適性検査とは、人材を客観的に見極める方法のひとつとして行われる検査のことです。組織や職務に適した能力・資質を備えているか、持ち味を発揮できるかを測るために活用されています。
採用プロセスのなかで、面接も一部オンラインで行う企業が増えています。対面の面接と比較してオンライン面接で不足する傾向にあるのが、人材の特性を把握するために必要な非言語の情報です。
それを適性検査で補うことにより採用のミスマッチを防いだり、採用担当者の業務負荷を軽減させたりすることができます。
また、データによる人材管理を進める上では、採用場面だけではなく、適材適所の人員配置を検討するための材料に用いられているほか、配属後の人材育成にも活用されはじめています。
適性検査の種類
適性検査には大きく分けると、基礎力を見極める「能力検査」と、性格などの側面から適性を見極める「性格検査」があります。
(1) 能力検査
個人の知的能力や論理的思考力、学力を確認し、採用後に働く現場で必要となる基礎的な能力を備えているかを測定するための検査です。
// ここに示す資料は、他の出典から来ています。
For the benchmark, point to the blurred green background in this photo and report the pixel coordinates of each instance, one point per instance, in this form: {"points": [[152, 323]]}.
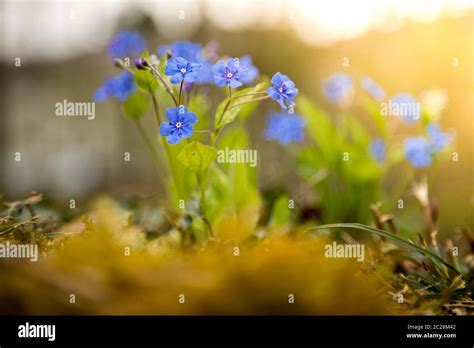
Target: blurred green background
{"points": [[406, 46]]}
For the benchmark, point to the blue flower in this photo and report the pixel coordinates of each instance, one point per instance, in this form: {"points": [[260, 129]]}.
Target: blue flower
{"points": [[407, 106], [339, 88], [192, 52], [205, 74], [283, 90], [119, 87], [126, 44], [438, 139], [252, 70], [285, 128], [229, 74], [378, 150], [418, 151], [371, 87], [180, 69], [180, 124]]}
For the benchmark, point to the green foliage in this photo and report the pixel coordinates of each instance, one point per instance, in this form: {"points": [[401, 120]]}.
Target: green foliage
{"points": [[227, 112], [224, 118], [197, 157], [281, 214], [136, 106]]}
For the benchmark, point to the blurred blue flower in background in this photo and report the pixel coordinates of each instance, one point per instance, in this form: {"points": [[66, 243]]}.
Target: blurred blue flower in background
{"points": [[230, 73], [180, 124], [118, 87], [252, 71], [180, 69], [378, 149], [126, 44], [438, 139], [418, 152], [283, 90], [339, 88], [374, 89], [285, 128], [408, 107]]}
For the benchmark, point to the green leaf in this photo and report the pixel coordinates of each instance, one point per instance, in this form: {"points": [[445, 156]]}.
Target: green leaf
{"points": [[197, 157], [244, 111], [394, 238], [136, 106]]}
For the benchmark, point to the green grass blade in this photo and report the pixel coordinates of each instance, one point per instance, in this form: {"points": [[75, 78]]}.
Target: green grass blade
{"points": [[394, 238]]}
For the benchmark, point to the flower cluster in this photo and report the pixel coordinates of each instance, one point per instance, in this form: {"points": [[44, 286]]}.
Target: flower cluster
{"points": [[126, 44], [179, 126], [285, 128], [180, 69]]}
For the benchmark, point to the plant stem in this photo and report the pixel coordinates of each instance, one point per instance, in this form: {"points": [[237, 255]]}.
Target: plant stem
{"points": [[180, 92], [163, 82], [203, 204], [248, 94], [151, 148], [216, 131], [250, 101]]}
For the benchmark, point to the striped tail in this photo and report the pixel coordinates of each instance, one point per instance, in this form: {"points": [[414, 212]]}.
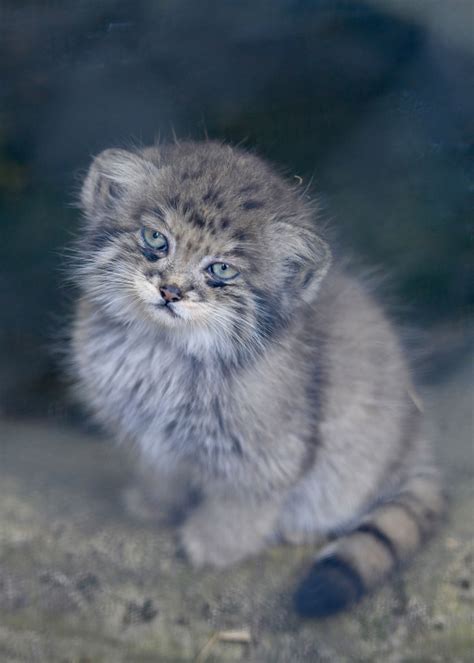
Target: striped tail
{"points": [[357, 562]]}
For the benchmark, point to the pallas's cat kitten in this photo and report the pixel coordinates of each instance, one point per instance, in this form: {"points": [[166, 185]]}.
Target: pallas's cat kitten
{"points": [[214, 334]]}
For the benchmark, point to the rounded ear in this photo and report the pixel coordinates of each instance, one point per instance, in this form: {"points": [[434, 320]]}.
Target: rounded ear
{"points": [[315, 267], [114, 174], [308, 258]]}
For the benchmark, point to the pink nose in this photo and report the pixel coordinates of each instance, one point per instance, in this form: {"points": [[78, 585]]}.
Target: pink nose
{"points": [[170, 293]]}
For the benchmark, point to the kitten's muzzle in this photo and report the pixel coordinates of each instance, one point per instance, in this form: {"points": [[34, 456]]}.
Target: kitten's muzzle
{"points": [[171, 293]]}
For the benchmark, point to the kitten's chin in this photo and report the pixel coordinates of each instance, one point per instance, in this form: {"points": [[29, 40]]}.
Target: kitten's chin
{"points": [[165, 315]]}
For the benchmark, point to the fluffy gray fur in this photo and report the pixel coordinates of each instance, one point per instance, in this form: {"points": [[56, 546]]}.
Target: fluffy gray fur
{"points": [[281, 397]]}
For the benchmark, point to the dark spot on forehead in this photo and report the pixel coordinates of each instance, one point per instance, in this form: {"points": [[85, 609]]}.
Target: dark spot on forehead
{"points": [[239, 251], [211, 196], [187, 205], [157, 211], [249, 188], [240, 236], [252, 204], [197, 220], [173, 201]]}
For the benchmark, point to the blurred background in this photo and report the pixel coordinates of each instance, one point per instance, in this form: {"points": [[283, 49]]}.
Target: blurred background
{"points": [[372, 103]]}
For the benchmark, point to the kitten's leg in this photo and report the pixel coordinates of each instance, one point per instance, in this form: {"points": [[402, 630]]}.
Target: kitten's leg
{"points": [[223, 531]]}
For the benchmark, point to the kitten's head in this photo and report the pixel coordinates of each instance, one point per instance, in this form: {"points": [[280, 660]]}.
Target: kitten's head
{"points": [[200, 240]]}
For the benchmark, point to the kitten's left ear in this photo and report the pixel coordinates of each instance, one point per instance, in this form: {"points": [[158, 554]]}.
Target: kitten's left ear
{"points": [[113, 176], [316, 261]]}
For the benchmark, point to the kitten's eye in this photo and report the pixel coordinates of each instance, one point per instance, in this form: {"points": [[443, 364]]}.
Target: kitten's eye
{"points": [[222, 271], [154, 239]]}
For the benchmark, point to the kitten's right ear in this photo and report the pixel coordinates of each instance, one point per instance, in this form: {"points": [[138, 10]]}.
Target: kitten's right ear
{"points": [[113, 175]]}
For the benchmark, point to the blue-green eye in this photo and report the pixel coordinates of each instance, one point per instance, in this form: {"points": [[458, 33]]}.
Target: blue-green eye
{"points": [[154, 239], [222, 271]]}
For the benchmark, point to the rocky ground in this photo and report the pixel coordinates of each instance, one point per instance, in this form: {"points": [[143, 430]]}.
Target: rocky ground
{"points": [[81, 581]]}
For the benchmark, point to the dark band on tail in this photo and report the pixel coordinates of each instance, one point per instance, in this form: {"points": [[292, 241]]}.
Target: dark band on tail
{"points": [[331, 586], [376, 533]]}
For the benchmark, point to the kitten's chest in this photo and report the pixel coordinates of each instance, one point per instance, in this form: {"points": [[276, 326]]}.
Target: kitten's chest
{"points": [[145, 388]]}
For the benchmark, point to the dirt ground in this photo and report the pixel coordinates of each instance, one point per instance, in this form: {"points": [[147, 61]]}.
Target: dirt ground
{"points": [[82, 581]]}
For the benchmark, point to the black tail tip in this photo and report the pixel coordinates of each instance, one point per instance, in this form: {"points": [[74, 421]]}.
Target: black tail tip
{"points": [[331, 586]]}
具体的には、「言語分野」と「非言語分野」にわけられます。
・言語分野
指示された内容や新しい概念を言語で理解できる能力
・非言語分野
数値を正しく理解し、計算・分析する能力
図形・図画・記号などを正確に知覚し、位置関係を理解する能力
また、一般常識テストで基礎的な学力や社会性を測り、論文で考察の深さなどを確認します。
(2) 性格検査
個人の性格や行動傾向について測定し、仕事の進め方、対人関係、責任感、意欲などの側面や、ストレス耐性、特定の職務に対する適性を診断する検査です。
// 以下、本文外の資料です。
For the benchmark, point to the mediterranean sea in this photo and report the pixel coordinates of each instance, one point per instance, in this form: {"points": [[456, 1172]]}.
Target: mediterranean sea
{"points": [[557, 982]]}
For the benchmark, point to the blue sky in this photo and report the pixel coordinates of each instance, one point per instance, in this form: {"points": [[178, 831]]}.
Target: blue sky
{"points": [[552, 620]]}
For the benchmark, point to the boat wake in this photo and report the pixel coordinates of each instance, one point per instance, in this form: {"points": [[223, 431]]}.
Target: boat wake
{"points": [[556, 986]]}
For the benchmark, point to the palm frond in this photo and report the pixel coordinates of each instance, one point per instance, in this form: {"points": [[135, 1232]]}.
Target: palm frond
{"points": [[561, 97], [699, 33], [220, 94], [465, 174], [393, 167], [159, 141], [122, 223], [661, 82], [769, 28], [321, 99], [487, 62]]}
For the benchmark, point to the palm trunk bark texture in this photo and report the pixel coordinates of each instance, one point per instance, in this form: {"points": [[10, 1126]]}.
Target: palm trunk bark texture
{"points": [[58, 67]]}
性格は短期で変わりにくい要素と考えられており、採用時に自社に適した人材であるかを見極めるために重要な要素のひとつとされています。性格検査の結果は、面接や採用の合否判定だけでなく、配属・配置の検討材料や入社後の育成の仕方など、自社との相性を測るために幅広く利用されます。
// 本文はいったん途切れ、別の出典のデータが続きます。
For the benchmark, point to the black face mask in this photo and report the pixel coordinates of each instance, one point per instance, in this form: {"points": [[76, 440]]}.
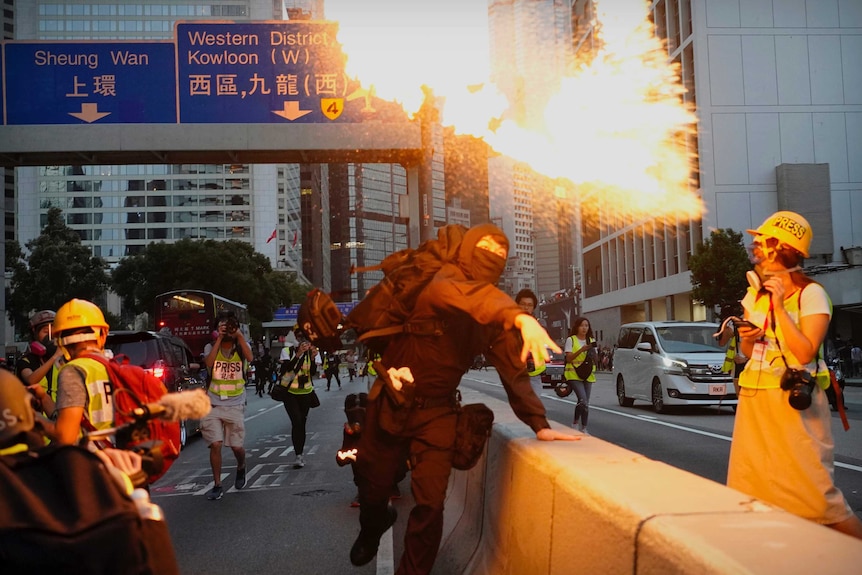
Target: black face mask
{"points": [[50, 348], [486, 266]]}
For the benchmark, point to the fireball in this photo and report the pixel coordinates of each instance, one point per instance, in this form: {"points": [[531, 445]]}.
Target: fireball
{"points": [[614, 123]]}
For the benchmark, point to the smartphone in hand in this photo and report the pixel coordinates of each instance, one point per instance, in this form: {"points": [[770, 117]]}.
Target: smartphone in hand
{"points": [[739, 322]]}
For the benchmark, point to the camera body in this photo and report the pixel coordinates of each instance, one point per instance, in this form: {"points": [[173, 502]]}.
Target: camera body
{"points": [[800, 384], [231, 325]]}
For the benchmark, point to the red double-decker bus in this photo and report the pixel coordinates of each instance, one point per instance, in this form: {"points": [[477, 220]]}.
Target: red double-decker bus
{"points": [[191, 314]]}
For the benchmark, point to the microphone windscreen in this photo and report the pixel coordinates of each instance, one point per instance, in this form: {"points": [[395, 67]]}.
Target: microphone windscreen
{"points": [[192, 404]]}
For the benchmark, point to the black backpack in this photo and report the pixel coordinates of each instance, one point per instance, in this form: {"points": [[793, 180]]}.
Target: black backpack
{"points": [[62, 512], [386, 308]]}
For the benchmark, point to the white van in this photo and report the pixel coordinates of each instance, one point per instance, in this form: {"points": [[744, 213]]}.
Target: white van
{"points": [[671, 363]]}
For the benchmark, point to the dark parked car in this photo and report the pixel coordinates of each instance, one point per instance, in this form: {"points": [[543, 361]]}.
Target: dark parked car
{"points": [[165, 356]]}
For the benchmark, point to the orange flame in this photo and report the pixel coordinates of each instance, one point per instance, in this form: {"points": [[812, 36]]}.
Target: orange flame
{"points": [[616, 126]]}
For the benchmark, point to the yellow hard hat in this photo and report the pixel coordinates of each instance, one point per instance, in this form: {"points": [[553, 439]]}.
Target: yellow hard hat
{"points": [[789, 228], [75, 314]]}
性格検査にはさまざまなものがありますが、手法で分けると大きく3つに分類されます。
検査方法 | 特徴(メリット・デメリット) |
---|---|
質問紙法 | 質問項目に対して「はい」「いいえ」などで回答を求めて、その回答傾向から性格・価値観を分類する方法です。 結果の解釈・判断が比較的容易で、一斉に実施できることがメリットである一方、受検者が意図的に回答を変えやすいといったデメリットもあります。 |
作業検査法 | 作業検査法とは、計算などの一定の単純作業を連続的に課し、その作業過程の特徴から性格やストレス耐性などを測定する検査手法です。 受検者が意図的に操作しづらいため素質がわかりやすいというメリットがある一方、作業負荷が高かったり、診断には専門的な知識が必要であったりするなどのデメリットがあります。(代表例:クレペリン検査) |
投影法 | 曖昧な図形や人物の行為や感情を表す絵、未完成の文章などを被験者にみせ、それに対する反応から性格特性や深層心理を専門家が分析するものです。 投影法は受検者の反応を観察するため実施時間や採点時間が長く、専門知識も必要です。(代表例:ロールシャッハテスト) |
適性検査の実施形式の種類
適性検査の実施形式は、大きく3つの種類に分けられます。次に、各実施形式について解説します。
(1) Webテスト
Webテストとは、自宅のパソコンから適性検査を実施する方法です。企業側で検査会場を用意する必要がないため、検査にかかる時間やコストなどを大幅に削減できるという点が大きなメリットでしょう。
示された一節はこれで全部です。